América Latina posee riquezas inmensas de recursos naturales y humanos, pero con una gran desigualdad y pobreza urbana extendida en las ciudades y también en las zonas rurales. Desde México al sur, es una zona libre armas nucleares y de conflictos bélicos. Ningún país de la región es una nación desarrollada de conformidad con los estándares europeos. El interés nacional regional es débil y en los últimos años la ideología se antepone al pragmatismo y la cooperación. La mano firme de Estados Unidos se siente fuerte presionando a los países para que reduzcan o cierren espacios a la presencia de China en sectores considerados estratégicos. En otras palabras, Washington exige que parte de sus intereses estratégicos o de su interés nacional sea también el de los países de América Latina.

La diplomacia hoy está acallada por el sonido de las bombas y la metralla en Ucrania, en Irán, en Yemen o el Líbano entre otros lugares.

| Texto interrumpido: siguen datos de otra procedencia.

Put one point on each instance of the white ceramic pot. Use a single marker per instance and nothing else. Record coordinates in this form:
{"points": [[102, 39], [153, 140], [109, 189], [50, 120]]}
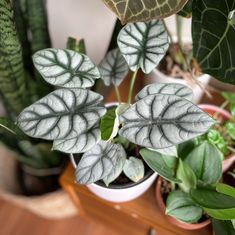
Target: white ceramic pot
{"points": [[158, 77]]}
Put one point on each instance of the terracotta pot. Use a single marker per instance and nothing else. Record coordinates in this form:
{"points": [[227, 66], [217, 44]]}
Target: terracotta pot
{"points": [[171, 219], [225, 115]]}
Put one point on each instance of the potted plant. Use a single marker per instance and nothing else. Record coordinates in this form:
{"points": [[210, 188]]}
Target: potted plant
{"points": [[107, 139]]}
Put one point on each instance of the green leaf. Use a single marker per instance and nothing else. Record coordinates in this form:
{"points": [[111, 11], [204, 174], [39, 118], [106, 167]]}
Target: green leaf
{"points": [[166, 88], [156, 162], [138, 44], [213, 38], [160, 121], [134, 169], [66, 68], [113, 68], [186, 175], [62, 114], [109, 125], [99, 162], [143, 10], [206, 163], [182, 207]]}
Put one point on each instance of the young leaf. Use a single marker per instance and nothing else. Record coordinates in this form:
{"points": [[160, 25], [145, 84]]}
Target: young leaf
{"points": [[166, 88], [143, 45], [160, 121], [65, 68], [206, 163], [134, 169], [61, 114], [186, 175], [113, 68], [99, 162], [182, 207], [78, 143], [143, 10], [156, 162]]}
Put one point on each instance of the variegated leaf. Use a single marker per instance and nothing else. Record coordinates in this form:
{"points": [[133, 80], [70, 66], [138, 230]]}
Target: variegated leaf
{"points": [[66, 68], [99, 162], [113, 68], [160, 121], [143, 45], [166, 88], [143, 10], [61, 114]]}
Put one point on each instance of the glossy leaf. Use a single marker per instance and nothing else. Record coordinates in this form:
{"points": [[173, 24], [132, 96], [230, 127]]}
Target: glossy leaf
{"points": [[206, 163], [134, 169], [213, 38], [143, 10], [157, 163], [161, 121], [62, 114], [99, 162], [66, 68], [143, 45], [113, 68], [166, 88], [182, 207]]}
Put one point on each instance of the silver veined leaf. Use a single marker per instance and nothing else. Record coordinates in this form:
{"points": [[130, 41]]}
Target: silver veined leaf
{"points": [[134, 169], [99, 162], [160, 121], [143, 45], [166, 88], [61, 114], [66, 68], [78, 143], [113, 68]]}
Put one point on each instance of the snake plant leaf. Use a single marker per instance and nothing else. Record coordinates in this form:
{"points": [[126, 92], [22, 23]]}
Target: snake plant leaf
{"points": [[213, 38], [61, 114], [113, 68], [134, 169], [160, 121], [66, 68], [143, 10], [78, 143], [99, 162], [143, 45], [166, 88]]}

Su ruido y sus efectos se sienten en todo el planeta, así como las consecuencias del cierre del estrecho de Ormuz que ha elevado los precios de la energía provocando una inflación global por el efecto multiplicador en la economía del alza del precio del petróleo. Cuando se dejan de respetar los tratados, la Carta de Naciones Unidas y suenan las balas, es el derecho internacional la primera víctima junto con las vidas humanas. Luego vienen los efectos económicos que pueden presionar para terminar los conflictos. De nada sirven los llamados, las voces sensatas, cuando los líderes están enceguecidos por el poder y el deseo de imponer condiciones.

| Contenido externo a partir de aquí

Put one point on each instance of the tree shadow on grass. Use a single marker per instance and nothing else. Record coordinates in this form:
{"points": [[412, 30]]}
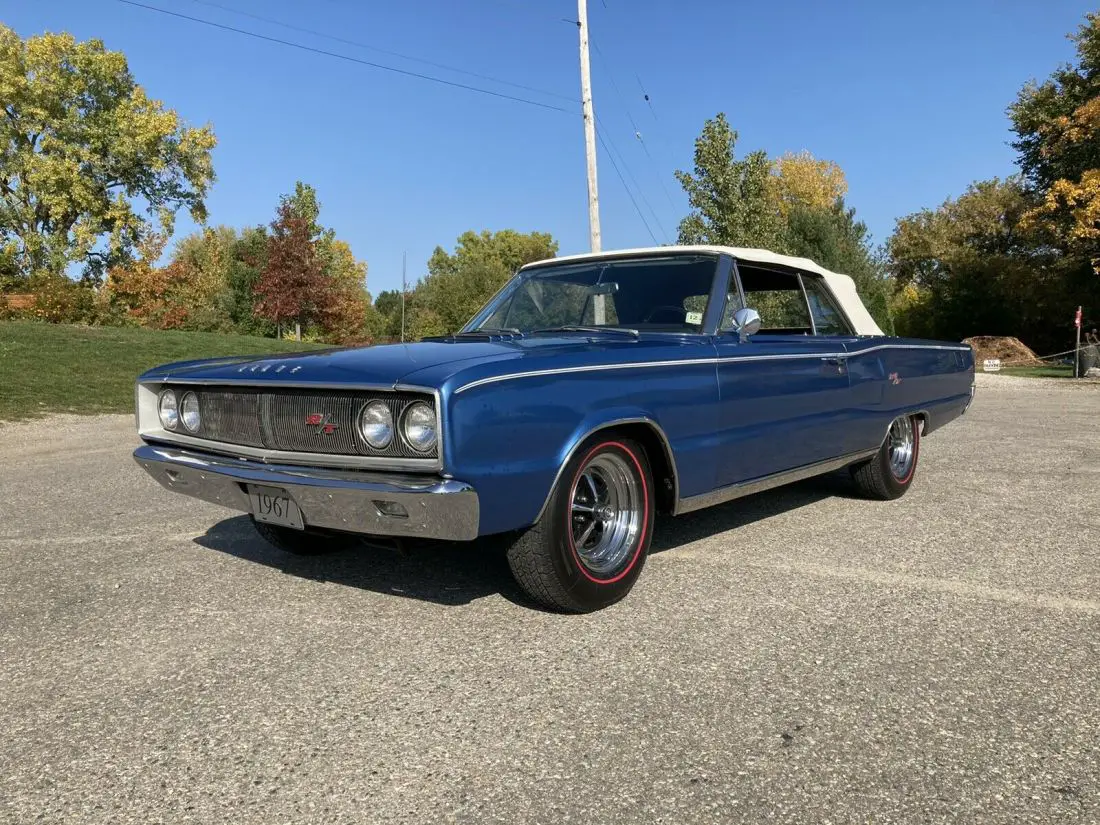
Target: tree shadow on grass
{"points": [[458, 573]]}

El Consejo de Seguridad, que es el órgano máximo que se han dado los países para resolver los conflictos está paralizado desde hace largo tiempo por el derecho a veto de los cinco países que mantienen el monopolio de su uso. Desde su entrada en vigor en 1945, al año siguiente se usó por primera vez y hasta el año pasado se ha aplicado 282 veces siendo Rusia (129 veces) y Estados Unidos (89 veces) quienes más lo han utilizado, es decir el 77,3%.  En 51 oportunidades el derecho a veto de Washington ha sido usado en favor de Israel. Esa es la realidad. Los países tienen intereses, aliados, enemigos, alianzas, rivales, cómplices en el mundo internacional, pero ningún amigo o enemigo lo es para siempre como lo ha demostrado la historia.

La guerra de Israel y Estados Unidos contra Irán fue declarada como ajena por los países de la OTAN que no se han comprometido ni participan en ella. Los grandes beneficiados están siendo China y Rusia que observan el desgaste militar y político de Estados Unidos y el rechazo de la opinión pública que se extiende por el planeta. Moscú, aislado internacionalmente, vuelve a vender petróleo y los europeos se preguntarán cuando volverá a llegar el gas ruso a sus empresas y hogares.

La pregunta es qué orden internacional se está gestando bajo los liderazgos actuales. El desenfreno en el gasto militar se extiende por el planeta, todos piensan que es mejor estar preparados ante cualquier eventualidad. mientras tanto la voz de los países pequeños no se escucha.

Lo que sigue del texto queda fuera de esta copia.